Add a New Meeting Endpoint

  1. Define request/response schema in backend/app/schema_validator.py with Pydantic models (backend/app/schema_validator.py)
  2. Add FastAPI route handler in backend/app/main.py with @app.post or @app.get decorator (backend/app/main.py)
  3. Implement database query in backend/app/db.py if persisting meeting data (backend/app/db.py)
  4. Expose IPC command from Tauri frontend via invoke!() macro in frontend/src-tauri/src/main.rs (frontend/src-tauri/src/main.rs)

Enable GPU Acceleration

  1. Review GPU setup prerequisites and CUDA/Metal requirements in docs/GPU_ACCELERATION.md (docs/GPU_ACCELERATION.md)
  2. Build using GPU Docker container instead of CPU variant using backend/Dockerfile.server-gpu (backend/Dockerfile.server-gpu)
  3. Update environment variables in backend/.env or docker-compose.yml to enable GPU model loading (backend/docker-compose.yml)
  4. Run backend/build-docker.sh with GPU flag or use native build scripts for macOS Metal acceleration (backend/build-docker.sh)

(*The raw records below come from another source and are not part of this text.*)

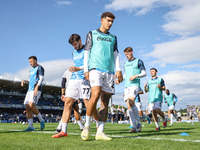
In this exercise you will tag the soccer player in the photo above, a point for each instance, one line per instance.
(155, 86)
(36, 78)
(113, 110)
(171, 100)
(138, 104)
(179, 117)
(101, 57)
(134, 70)
(119, 112)
(65, 80)
(123, 113)
(78, 87)
(149, 113)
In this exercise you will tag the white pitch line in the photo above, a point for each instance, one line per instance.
(138, 137)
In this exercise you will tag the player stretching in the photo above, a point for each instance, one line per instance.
(138, 104)
(78, 87)
(134, 70)
(171, 100)
(155, 86)
(36, 78)
(101, 56)
(65, 80)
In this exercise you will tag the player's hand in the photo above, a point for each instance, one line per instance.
(86, 75)
(36, 91)
(22, 83)
(132, 78)
(159, 86)
(73, 69)
(119, 77)
(63, 98)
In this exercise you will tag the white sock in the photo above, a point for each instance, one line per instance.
(145, 116)
(87, 122)
(132, 118)
(101, 126)
(40, 117)
(59, 125)
(157, 124)
(136, 113)
(80, 124)
(64, 127)
(171, 117)
(96, 123)
(30, 122)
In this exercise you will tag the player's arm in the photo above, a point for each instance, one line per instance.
(63, 87)
(142, 70)
(75, 69)
(41, 79)
(161, 86)
(146, 87)
(87, 48)
(118, 74)
(140, 91)
(147, 111)
(175, 98)
(24, 81)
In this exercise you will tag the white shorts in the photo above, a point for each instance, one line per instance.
(171, 107)
(103, 79)
(155, 105)
(77, 89)
(131, 91)
(30, 97)
(139, 106)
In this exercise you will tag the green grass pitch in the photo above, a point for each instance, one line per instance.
(11, 137)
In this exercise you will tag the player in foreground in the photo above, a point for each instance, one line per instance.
(65, 80)
(101, 57)
(155, 86)
(134, 70)
(171, 100)
(36, 78)
(138, 104)
(77, 87)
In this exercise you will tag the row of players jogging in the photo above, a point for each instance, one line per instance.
(93, 77)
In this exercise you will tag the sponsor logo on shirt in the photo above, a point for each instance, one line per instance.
(107, 39)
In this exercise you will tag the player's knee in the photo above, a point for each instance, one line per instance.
(31, 105)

Customize Summarization Prompt

  1. Modify Ollama model selection and prompt template in backend/app/transcript_processor.py (backend/app/transcript_processor.py)
  2. Test workflow changes using backend/examples/run_summary_workflow.py (backend/examples/run_summary_workflow.py)
  3. Adjust model inference parameters in llama-helper/src/main.rs if using Rust LLM wrapper (llama-helper/src/main.rs)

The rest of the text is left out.